Ressam Ahmet Özel, varoluş sorgulamasını, soyut fırça darbeleriyle yapıyor; resimleriyle insanın ve evrenin özünü arıyor: “Sanat bir güneş olmalı, ışık olmalı, ısıtmalı, ışığını yansıtmalı diye düşünüyorum.”
SÖYLEŞİ: İLKNUR EŞSİZ
FOTOĞRAFLAR: AHMET ÖZEL ARŞİVİ
Her birimizin içinde yaratıcılığa dair en az bir tohum, bir yetenek, yönelim var, olmalı! Bazılarımız bunu keşfedip kendini bu yolla ifade ederken bazılarımız ise keşfetme yolculuğuna çıkmıyor, hatta bu yeteneği aramıyor bile. Oysa ruhumuza ve varoluşumuza o kadar gerekli ki o arayış! Bu yaratımı dışa vuracağı kanalı bulmuş olan sanatçı ise hangi tür olursa olsun, eserinde söylemek istediğini söyleyip eserini dış dünyasına sunuyor. Eser izleyiciyle buluşmaya başladığında onların yorumuyla farklı biçimler, farklı anlamlar kazanabiliyor. Soyut resimde bu yaratma eylemi daha çok içsel, psikolojik ve sosyolojik altyapıyla şekilleniyor. Geçen yaz Mersin’in Borcak Yaylası’nda düzenlenen Arnica Art Land Sanat Çalıştayı’na katılan akademisyen ressam Ahmet Özel de varoluşa, evrene, insana, canlı ve cansıza dair sorgulamalarını kendi deyimiyle “pentürün aydınlattığı yol” üzerinden yapıyor. Sanatsal sorumluluk gereği, sanatın bir güneş ve ışık olduğunu söyleyen Ahmet Özel ile -varoluşa dair soru ve cevaplara büyük ilgiyle yaklaşan biri olarak- en keyif aldığım sohbetlerden birine imza attık.
Sizin soyut resme, pentüre yönelmeniz nasıl oldu?

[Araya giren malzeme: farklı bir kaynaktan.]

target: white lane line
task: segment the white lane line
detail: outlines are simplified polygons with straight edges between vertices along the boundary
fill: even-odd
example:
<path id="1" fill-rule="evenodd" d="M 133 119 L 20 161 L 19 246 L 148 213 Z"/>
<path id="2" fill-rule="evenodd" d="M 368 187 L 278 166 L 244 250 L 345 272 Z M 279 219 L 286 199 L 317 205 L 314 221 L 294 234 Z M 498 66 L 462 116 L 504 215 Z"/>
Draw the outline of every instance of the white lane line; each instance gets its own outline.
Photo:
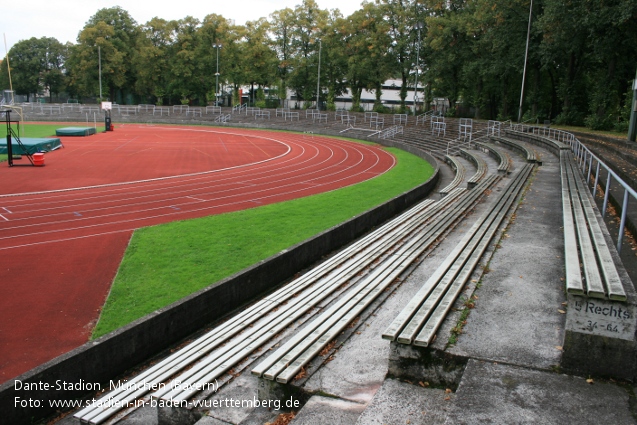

Soyut resme hemen bir anda, bir kararla başlamadım. Soyut resme geçiş için tüm plastik, akademik eğitimler sonucunda kazanılanların bir görme ve yaratma duygusuyla bir araya getirilip evrilmesini beklemem gerekti.
Kendi resim dönemlerim açısından baktığımda benim de bir klasik dönemim var. Akademi mezuniyetim sonrasında bu yönelim yaklaşık 10 yılımı aldı diyebilirim. Ama o 10 yılda yavaş yavaş geçişler yaparak -ki ben de nasıl geçtiğimi bilmiyorum; o göz sizi oralara kadar getiriyor ve bir bakış oluşturup oradan da süreç evriliyor- soyut ve somut karışımı bir yolda ilerliyorsunuz. Eserlerin mutlaka bir göndermesi de oluyor. Benim arayışımda soyut tavır sadece renk ve formların akademik kurallara göre düzenlenmesi değil. Kompozisyonun geri planında bir hikayeye, bir forma atıf yapan, figür gibi görünen ama figür olmayan, ev gibi görünen ama ev olmayan, ağaç gibi görünen ama ağaç olmayan çok şeyler dahil oluyor resminize.
İnsanın ve evrenin varoluşuna dair felsefeyi resimleriniz aracılığıyla yapıyorsunuz. Soyut çalışmak bir ressam olarak size ucu bucağı olmayan bu konularda özgürlük sağlıyor mu?
Uzun süredir “İç Sesler”, “İç Manzaralar” gibi kavramlar üzerinden kendi iç dünyamın keşfine yolculuk yapıyorum. Aslında yaşam boyunca hepimiz bunu yapıyoruz. Ben bunu resmimle, pentürün aydınlattığı yol üzerinden yapıyorum. Bu başlıklarda, kendi dünyamızın karanlık ancak keşfetmemiz için bizi bekleyen dehlizlerini görmeye, anlamaya ve oradan kendimizi tanımaya yönelik bir yolculuk kastediyorum aslında.
Bu kavramlar üzerinden içimizde var olan cennete, huzura atıflar yapıyorum. Tanrı’nın içimizde yankılanan sesi ile resim diliyle bir ilişki kuruyorum. Bu kavramlar üzerinden, ilk günahtan önce de var olan evrenin ilahi düzenini, yaratılışı anlamaya, anlatmaya çalışıyorum.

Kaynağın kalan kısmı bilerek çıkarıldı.